The velocity amplitude decrease from 1.5 to 10 kpc is not consistent with H i clouds that have been accelerated by the wind and then launched on ballistic trajectories, and consequently demonstrate that an additional force is required. This is because the inferred outflow velocities of these clouds is on the order of 500–600 $\mathrm{km}\,{{\rm{s}}}^{-1}$ (for 80° disk inclination) at a projected height of 1.5 kpc and the mass of M82 is insufficient to slow the clouds by 50% from 1.5 kpc to 10 kpc. This point is illustrated by the dashed lines in Figure 3. The lines show the projected velocity of a test particle calculated with galpy and the mass model for M82 developed in Section 3. The middle line shows the trajectory for a test particle on the symmetry axis of the bicone (at an angle of 10° relative to the plane of the sky) and the other lines show test particles at ±8° on the nominal edges of a cone with a 16° opening angle. The H i kinematics clearly decrease much faster than expected from gravitational forces alone. They are also inconsistent with cooling of the H i gas from the hot wind. H i produced from cooling in a hot wind should have the velocity of the hot wind, which Strickland & Heckman (2009) estimate to be as high as ∼2000 $\mathrm{km}\,{{\rm{s}}}^{-1}$. The H i kinematics also demonstrate that the cold H i clouds do not experience continual acceleration, nor even free expansion into the halo of M82.
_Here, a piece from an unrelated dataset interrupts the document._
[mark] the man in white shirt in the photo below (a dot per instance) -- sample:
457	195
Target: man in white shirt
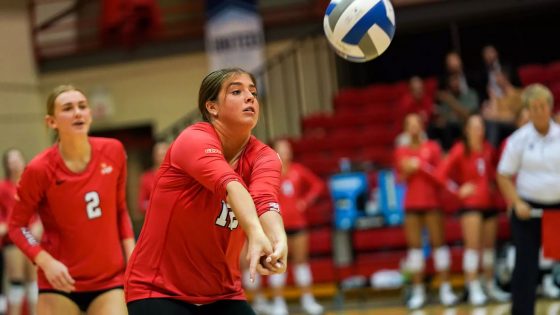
532	154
One possible explanation for this decrease in projected velocity is that the inclination of the bicone is substantially different from the stellar disk, as this would decrease the H i outflow velocity. We find that the H i velocities do diminish by the required amount from 1.5–5 kpc if the symmetry axis of the cone is tilted toward us by 30° relative to the plane of the sky. However, in this case the H i velocities continue to decrease to the systemic velocity, and do not reproduce the relatively flat velocity profile seen from 5–10 kpc. Other possible explanations include that the H i experiences some additional drag force, the H i does not represent a continuous stream of material, but instead is forming in situ (although not from the hot wind), and that the H i kinematics have been substantially affected by tidal interactions.

If the H i consists of clouds flowing outward along the edge of the bicone, they could experience a drag force if they encounter ambient material outside of the bicone. This material could be halo gas of M82 that is not part of the wind, or tidal material that is approximately stationary relative to the wind. We model the drag force with the drag equation ${f}_{\mathrm{drag}}\,={C}_{d}{\rho }_{\mathrm{amb}}{v}^{2}A$, where C_d is the drag coefficient, ρ_amb is the density of the ambient medium, v is the velocity of the H i relative to this medium, and A is the cross section of a typical H i cloud. We then make the assumption that C_dρ_amb A ∝ r⁻². This would be true if C_dA were constant and ρ_amb ∝ r⁻². The coefficient C_d is approximately constant for spheres (of constant cross section A) in a supersonic flow, while ρ_amb ∝ r⁻² is characteristic of mass outflow at a constant rate at constant velocity. Based on measurements by Leroy et al. (2015), we expect the density profile is somewhat steeper with ${\rho }_{\mathrm{amb}}\propto {r}^{-3\to -4}$ for the dust and molecular gas.⁹ To maintain our assumption in this case would require the drag coefficient to increase with r, which could happen if the Reynolds number decreased with radius. We find that the addition of a drag force with C_dρ_amb A ∝ r⁻² provides a reasonable match to the data. This model is shown in Figure 6.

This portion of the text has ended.